The mission’s origins were somewhat convoluted. What began as a planned ground assault by Army special forces infiltrated over the border on foot gradually morphed into a joint helicopter attack by Air Force special operations helicopters and AH-64 Apache attack helicopters from the Army’s 101st Airborne Division. The mission couldn’t be handed over to the Apaches alone because AH-64’s Doppler radar navigation system was, as one aviation officer put it, only “a ball park navigator” that would drift 300–500 meters in a two-hour flight (GAO/OSI-93-4, p.55).
The Air Force’s MH-53J Pave Low III helicopters, on the other hand, had one of the most impressive navigational packages in the US military. What had began as a series of improvements to the Air Force’s combat search and rescue (CSAR) helicopters during the Vietnam War had in the subsequent twenty years become the Air Force’s premier rotary special operations capability. When the Pave Low III went into service in 1979, it had a precision navigation system that included terrain following/terrain avoidance radar, a forward-looking infrared (FLIR) sensor, and a combination Doppler radar and inertial navigation system connected to a projected “moving map” display. The upgrade to the Pave Low III Enhanced configuration in the late 1980s gave the Pave Low community some of the first GPS receivers in the military. Major Ed Reed, one of the program managers, recalled that:
“I went to the first GPS meeting. I was a junior major there and everybody listed all of the aircraft that were going to get GPS and . . . every fighter was covered, every bomber was covered. And then some line in the nineties, the H-53 was going to get it. Wrong answer! I said, ‘Sorry, I’ve got a FAD-1 so I move to the front of the line.’ They said, ‘You can’t do that. We’ve got this list!’ I said, “You’d better call this office and find out if that’s going to be your list at the end of the day. So later I got a nice phone call. They said, ‘You can have the first boxes off the line.’ I said, ‘That would work just fine.’” (On A Steel Horse I Ride, p.229)
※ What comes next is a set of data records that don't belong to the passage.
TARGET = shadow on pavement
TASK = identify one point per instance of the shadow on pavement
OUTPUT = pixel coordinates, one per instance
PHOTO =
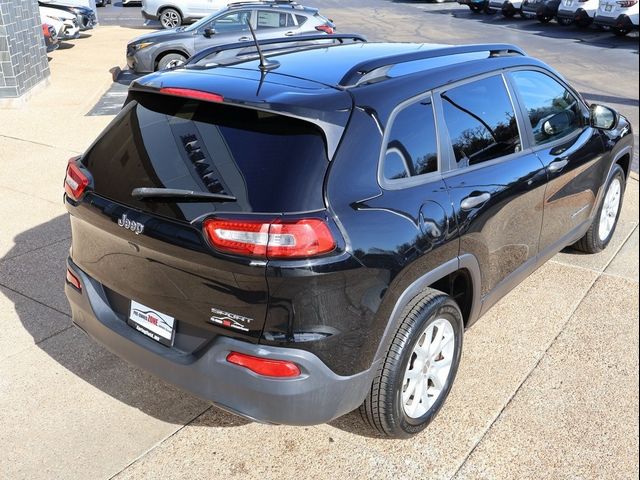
(74, 350)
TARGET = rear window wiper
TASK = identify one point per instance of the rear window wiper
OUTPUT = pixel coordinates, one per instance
(163, 194)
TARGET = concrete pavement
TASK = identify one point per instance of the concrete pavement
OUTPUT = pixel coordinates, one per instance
(548, 386)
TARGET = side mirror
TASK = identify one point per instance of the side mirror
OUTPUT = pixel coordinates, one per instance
(603, 118)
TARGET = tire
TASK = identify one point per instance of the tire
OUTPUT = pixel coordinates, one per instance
(597, 239)
(171, 60)
(170, 18)
(389, 404)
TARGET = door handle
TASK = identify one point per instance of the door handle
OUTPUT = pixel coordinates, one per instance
(474, 201)
(558, 165)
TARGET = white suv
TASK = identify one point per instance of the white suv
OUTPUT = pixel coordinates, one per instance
(621, 15)
(173, 13)
(581, 12)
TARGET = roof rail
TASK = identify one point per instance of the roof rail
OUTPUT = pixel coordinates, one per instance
(364, 70)
(263, 2)
(238, 47)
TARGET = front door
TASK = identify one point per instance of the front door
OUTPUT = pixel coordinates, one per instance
(571, 151)
(496, 183)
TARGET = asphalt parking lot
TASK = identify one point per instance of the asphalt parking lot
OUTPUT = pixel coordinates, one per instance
(548, 386)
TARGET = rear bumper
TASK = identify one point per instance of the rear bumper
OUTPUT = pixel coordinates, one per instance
(318, 395)
(622, 21)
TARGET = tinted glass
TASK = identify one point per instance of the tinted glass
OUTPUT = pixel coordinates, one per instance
(481, 121)
(269, 162)
(412, 148)
(232, 22)
(273, 20)
(553, 111)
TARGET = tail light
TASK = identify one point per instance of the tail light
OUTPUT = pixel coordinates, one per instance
(265, 366)
(326, 29)
(75, 181)
(278, 239)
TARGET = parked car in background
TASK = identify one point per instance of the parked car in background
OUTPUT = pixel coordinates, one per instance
(580, 12)
(543, 10)
(173, 13)
(621, 16)
(85, 16)
(50, 37)
(293, 248)
(159, 50)
(71, 28)
(508, 8)
(475, 6)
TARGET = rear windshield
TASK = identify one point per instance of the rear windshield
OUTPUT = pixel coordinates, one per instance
(270, 163)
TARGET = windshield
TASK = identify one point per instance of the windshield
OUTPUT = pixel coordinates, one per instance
(204, 21)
Because of this, Task Force Normandy paired four Pave Low helicopters with eight Apaches. Ten miles out from the targets, crew on board the Pave Lows would drop clusters of chemical lights. The Apaches would update their Doppler navigation systems as they flew over the lights, then close in their targets and destroy them with laser-guided Hellfire missiles, rockets, and gunfire.
Despite its challenging nature and the uncertainty surrounding it, the mission went smoothly. After four minutes, twenty-seven Hellfire missiles, 100 rockets and 4,000 rounds of 30mm ammunition, both radar sites were destroyed. No aircraft were lost.
Task Force Normandy’s mission is a great encapsulation of both the contribution GPS made to the Gulf War and the limits of that contribution. GPS made navigation on the mission more or less trivial (though I’m not sure it would have been impossible with the pre-GPS Pave Low navigation computer), but the capability was tied to those helicopters rather than a broader network. To pass navigational information to the accompanying Apache’s, Task Force Normandy had to resort to a supremely low-tech solution.
The problem was that while GPS was global, it was not universal. A GPS receiver knew its location to within ten meters, but that knowledge only had meaning in conjunction with other, less precise information – like maps or the navigational systems on other aircraft. The problem was particularly apparent for search and rescue, the primary mission for the Air Force special operations force. As Lieutenant Colonel Richard Comer, the commander of the squadron which flew the Pave Low in Desert Storm, described it:
We were dealing with coordinates from somebody who was flying out there and doing acrobatics dodging missiles with an INS or Doppler, [which is why] his coordinate wasn’t going to be close to where that person was on our GPS. We didn’t know that. We thought that . . . we should just be able to fly to it and be able to hover above the guy and be able to drop the hoist down through the fog and pick him up. We didn’t know. (CSAR in Desert Storm, p.153)
Even small differences in the systems of coordinates GPS used could make the difference. B-52 bombers that initialized their inertial navigation systems at Diego Garcia using coordinates from WGS72 datum dropped their bombs 400–600 feet away from targets whose coordinates were set using the WGS84 datum. The full value of global positioning, it appeared, only appeared when friend and foes had commensurable a global position.